All that we can say is there is the undeniable knowledge that there is existence or in other words that I am. There is also the undeniable knowledge that there is experience or that I know. Beyond this nothing more can be said. The subjective understanding of ourselves is this – there is knowing and there is the experience of things (things being perceptions, thoughts and feelings). A deeper investigation into the knowing and experiencing of things reveals something absolutely startling. They are two sides of the same coin. There is one knowing-experiencing. Nothing more can be said of that. We may call this consciousness at the risk of being associated with the new age movement. But if we are to define consciousness as ‘the ability to know’, then yes, this knowing-experiencing can be termed as consciousness.

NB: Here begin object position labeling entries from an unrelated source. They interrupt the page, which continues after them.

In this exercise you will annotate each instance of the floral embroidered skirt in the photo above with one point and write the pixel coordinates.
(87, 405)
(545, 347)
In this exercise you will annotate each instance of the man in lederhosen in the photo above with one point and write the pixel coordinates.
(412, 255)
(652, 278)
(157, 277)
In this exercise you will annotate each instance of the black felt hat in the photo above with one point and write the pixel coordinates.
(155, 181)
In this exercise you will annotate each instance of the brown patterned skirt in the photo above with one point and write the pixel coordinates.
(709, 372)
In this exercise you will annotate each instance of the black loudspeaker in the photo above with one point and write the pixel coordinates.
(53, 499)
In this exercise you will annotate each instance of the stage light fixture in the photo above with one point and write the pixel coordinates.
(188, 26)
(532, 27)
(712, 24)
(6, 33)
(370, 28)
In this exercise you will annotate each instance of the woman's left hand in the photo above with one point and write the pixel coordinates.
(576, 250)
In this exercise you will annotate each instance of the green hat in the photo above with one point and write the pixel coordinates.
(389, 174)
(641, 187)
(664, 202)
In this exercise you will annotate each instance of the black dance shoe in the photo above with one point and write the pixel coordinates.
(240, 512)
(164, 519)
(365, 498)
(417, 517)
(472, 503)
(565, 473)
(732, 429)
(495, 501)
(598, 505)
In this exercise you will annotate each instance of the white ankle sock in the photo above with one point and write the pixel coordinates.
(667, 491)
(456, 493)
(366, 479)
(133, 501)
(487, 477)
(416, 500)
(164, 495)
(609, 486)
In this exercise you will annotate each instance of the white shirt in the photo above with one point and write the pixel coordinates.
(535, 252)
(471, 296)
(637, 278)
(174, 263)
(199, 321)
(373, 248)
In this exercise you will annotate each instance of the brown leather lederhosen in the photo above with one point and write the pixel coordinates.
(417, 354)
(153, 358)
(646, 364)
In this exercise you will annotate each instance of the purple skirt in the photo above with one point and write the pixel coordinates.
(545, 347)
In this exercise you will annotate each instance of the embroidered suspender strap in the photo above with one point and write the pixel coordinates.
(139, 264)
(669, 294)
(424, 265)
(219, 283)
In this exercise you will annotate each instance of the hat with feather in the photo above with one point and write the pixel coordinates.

Let us think of experiencing as a thread that connects two knots at each end – where one end is the observer and the other the observed object. Through the Neti process, we have established that there is no “I” observer. However, there exists observing or experiencing, or knowing, which is the line connecting the two knots. What about the object? We can never know the object subjectively. So whatever we know of the object is an experience of it – a representation of the real thing. This image or representation is experienced by the knowing. The object cannot be known without the knowing of it. And we have to make the assumption that it doesn’t exist outside of observation – for how can it be known? Therefore the perceived object also drops away. All that is left is a field of knowing – experiencing or consciousness.
This is the highest realization that one can aspire to in life. There is consciousness. It’s not that I am conscious. Just that consciousness is. And that is all. All of reality is this knowing-experiencing. When we come to this subjective understanding – not just of ourselves but also the object, we can truly know. Not know an object, or know the subject. But be knowing itself. This knowing has no dimensions, no taste, no texture – in fact, it cannot be defined in terms of senses or space, or time. It is ever-present, unchanging, eternal, dimensionless. That which is: here-now.
This is the direct knowledge of oneself as pure knowing. And to my understanding, a knowledge that can liberate us from eternal suffering.